Phoenix had promised to take her back to the Hotel Cactus, and she expected him to be back any moment. She wanted to be off the phone before the sexy cowboy showed.

“Plenty, Jessica. You up and leave DC without a word to me. What if I had headed down there and found your apartment empty?”

Michael didn’t work. He lived off a massive trust fund from his grandparents. More carefree than anyone else she knew, he jetted around the globe, enjoying the upper tier parties with other elite Peter Pans.

“I’m fine. It’s my job.”

“When are you going to stop being silly? All you need to do is give in to your dad, and your trust fund opens up to you. You could come to Belize with me next week.”

Michael had never seemed to understand her desire to work, to hold a job. Her trust fund wasn’t quite as large as his, but big enough so that she’d never have to work should she choose. Her father managed her money and made it very clear that if she wanted to have a job, it would be with his firm. When she hadn’t applied to law school, he’d told her how displeased he was at her decision. Then her father had frozen her monies.

“You know I’m not going to cave to my father. He thinks he knows what’s best for me, but he doesn’t. I’m proud of what I’ve done, and no matter what he says or does, I’m going down the path of my choosing, not his.”

“You’ve always stuck to your guns, Jessica. You’re really something else. I couldn’t have done what you did. How long did you work at that restaurant as a waitress?”

“You know, dummy. The entire time I was in college.” With her part-time job and some student loans, she’d paid for her undergrad and then her engineering degree. It had been the first time she’d ever gone against her father’s wishes. As hard as it had been, it had felt liberating. But now the distance between her and her father seemed limitless.

“Remember the time I almost got you fired there?”

“How can I forget? You came in with the entire cast of that off-Broadway show wearing lampshades on your heads. You made such a fool of yourself. What did that end up costing you?”

“Ten grand for the damages, I think.”

“You almost got me fired.”

“You sound different. I know something is up. You can’t lie to me, Jessica. I always can tell. So fess up.”

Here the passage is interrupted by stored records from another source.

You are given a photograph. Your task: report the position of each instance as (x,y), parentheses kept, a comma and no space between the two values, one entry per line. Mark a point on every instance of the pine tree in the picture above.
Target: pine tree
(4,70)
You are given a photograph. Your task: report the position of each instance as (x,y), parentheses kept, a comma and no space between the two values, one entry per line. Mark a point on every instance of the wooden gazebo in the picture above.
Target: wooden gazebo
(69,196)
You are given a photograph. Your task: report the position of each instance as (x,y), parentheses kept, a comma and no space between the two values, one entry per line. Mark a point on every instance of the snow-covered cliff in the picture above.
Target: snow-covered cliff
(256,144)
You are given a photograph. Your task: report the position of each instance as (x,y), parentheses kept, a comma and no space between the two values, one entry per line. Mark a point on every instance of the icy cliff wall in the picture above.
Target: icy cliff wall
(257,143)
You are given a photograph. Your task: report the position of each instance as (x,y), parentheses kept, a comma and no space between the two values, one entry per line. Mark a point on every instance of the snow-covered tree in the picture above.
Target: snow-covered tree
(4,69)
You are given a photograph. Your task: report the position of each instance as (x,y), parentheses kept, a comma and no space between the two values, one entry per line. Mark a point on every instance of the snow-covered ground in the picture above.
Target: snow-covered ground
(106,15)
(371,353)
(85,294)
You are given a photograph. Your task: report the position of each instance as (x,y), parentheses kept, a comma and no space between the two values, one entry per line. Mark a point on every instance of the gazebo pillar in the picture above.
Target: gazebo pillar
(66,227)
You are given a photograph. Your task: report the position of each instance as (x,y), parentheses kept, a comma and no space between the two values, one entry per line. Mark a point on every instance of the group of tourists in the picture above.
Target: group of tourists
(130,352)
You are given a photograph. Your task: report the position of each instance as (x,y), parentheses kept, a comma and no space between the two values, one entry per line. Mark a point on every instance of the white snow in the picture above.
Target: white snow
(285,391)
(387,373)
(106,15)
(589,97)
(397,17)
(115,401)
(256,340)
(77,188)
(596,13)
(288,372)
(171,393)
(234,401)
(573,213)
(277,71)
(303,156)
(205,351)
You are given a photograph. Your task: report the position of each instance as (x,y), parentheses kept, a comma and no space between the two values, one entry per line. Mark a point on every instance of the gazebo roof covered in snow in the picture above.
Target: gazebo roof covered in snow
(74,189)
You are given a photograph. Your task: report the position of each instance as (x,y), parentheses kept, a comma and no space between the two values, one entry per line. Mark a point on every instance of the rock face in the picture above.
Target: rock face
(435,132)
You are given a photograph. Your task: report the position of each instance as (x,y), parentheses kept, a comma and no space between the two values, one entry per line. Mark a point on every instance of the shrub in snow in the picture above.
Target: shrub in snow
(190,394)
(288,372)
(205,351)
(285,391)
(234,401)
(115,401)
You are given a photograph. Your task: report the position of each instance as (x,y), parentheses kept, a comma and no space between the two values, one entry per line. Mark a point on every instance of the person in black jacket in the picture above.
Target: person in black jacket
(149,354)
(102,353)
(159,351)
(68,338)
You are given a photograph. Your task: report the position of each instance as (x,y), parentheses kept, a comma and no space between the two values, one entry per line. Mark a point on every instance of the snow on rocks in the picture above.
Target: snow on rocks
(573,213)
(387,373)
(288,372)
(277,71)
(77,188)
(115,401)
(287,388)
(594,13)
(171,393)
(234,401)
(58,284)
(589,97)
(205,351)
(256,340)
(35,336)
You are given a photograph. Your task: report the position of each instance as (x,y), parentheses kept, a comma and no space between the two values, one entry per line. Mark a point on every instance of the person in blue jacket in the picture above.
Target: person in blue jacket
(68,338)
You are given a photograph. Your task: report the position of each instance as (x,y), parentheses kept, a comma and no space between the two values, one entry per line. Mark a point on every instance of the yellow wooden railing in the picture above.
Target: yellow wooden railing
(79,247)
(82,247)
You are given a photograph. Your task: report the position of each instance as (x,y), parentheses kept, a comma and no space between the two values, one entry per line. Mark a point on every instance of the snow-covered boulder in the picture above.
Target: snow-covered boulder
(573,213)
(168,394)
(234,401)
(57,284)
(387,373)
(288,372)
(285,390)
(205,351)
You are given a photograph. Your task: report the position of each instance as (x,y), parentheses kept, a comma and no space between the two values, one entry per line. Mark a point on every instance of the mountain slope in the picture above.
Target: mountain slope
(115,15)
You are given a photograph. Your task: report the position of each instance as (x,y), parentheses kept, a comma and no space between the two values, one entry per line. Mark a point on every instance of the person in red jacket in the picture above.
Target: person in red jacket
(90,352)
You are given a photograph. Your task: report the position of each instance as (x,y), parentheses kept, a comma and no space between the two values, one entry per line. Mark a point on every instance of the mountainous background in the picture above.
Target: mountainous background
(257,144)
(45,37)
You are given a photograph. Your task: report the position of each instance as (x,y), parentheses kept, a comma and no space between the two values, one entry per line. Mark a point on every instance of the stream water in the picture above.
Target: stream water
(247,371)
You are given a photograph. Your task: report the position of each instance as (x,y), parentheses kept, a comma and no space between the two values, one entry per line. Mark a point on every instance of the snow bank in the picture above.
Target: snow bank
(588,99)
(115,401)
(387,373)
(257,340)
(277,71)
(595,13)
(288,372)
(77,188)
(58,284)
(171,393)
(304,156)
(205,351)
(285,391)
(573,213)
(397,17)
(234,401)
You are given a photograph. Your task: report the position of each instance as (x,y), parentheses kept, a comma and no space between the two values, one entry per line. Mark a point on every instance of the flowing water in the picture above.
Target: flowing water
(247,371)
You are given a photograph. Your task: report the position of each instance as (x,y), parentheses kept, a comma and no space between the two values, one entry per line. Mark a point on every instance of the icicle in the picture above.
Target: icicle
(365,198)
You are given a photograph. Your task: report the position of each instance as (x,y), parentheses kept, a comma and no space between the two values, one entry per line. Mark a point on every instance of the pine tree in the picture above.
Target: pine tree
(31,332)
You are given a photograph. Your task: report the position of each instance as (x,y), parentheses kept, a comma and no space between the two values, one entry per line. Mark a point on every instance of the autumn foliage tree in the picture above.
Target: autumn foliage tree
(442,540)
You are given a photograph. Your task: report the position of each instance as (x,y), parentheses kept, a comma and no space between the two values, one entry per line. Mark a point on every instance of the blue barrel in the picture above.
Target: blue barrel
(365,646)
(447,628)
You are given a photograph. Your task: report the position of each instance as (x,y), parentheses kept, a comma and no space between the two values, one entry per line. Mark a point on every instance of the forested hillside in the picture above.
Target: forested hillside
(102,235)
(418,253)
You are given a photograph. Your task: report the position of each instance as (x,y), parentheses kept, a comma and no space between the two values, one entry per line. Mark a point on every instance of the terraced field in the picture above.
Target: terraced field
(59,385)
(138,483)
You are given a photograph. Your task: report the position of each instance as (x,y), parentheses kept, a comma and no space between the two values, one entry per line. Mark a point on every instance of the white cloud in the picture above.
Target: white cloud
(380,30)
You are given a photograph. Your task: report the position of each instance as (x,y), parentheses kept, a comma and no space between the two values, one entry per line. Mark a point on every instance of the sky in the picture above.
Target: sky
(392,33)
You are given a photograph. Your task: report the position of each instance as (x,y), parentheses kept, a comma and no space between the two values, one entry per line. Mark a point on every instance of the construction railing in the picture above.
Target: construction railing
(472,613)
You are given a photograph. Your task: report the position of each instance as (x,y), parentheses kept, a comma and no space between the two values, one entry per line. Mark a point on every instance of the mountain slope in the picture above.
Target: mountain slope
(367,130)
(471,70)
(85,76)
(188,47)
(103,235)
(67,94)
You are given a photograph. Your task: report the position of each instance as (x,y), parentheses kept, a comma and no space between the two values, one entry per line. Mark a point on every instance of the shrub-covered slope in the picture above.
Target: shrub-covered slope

On the night Michael had told her that he was gay, she pushed down her own feelings. He needed her. She supposed they had always been friends, more than lovers. Obviously. They fooled around, sure. But his refusal to have intercourse, claiming he wanted to wait until their honeymoon, should have been clue enough. But it hadn’t. He was so sweet, tender, and doting. He lived across the hall from her from grade three on. He’d been the one she turned to when she learned her mother had cancer. During that time her father had instructed her that she had to have a brave face. She was never allowed to cry in their home. It had been Michael who let her cry on his shoulder. He knew her better than anyone.

“I don’t know where to start.” Could she really tell him the truth? What would he think about her having sex with not one but four sexy cowboys?

“So you’re in this itty-bitty town working on an investigation at some mine. Start there.”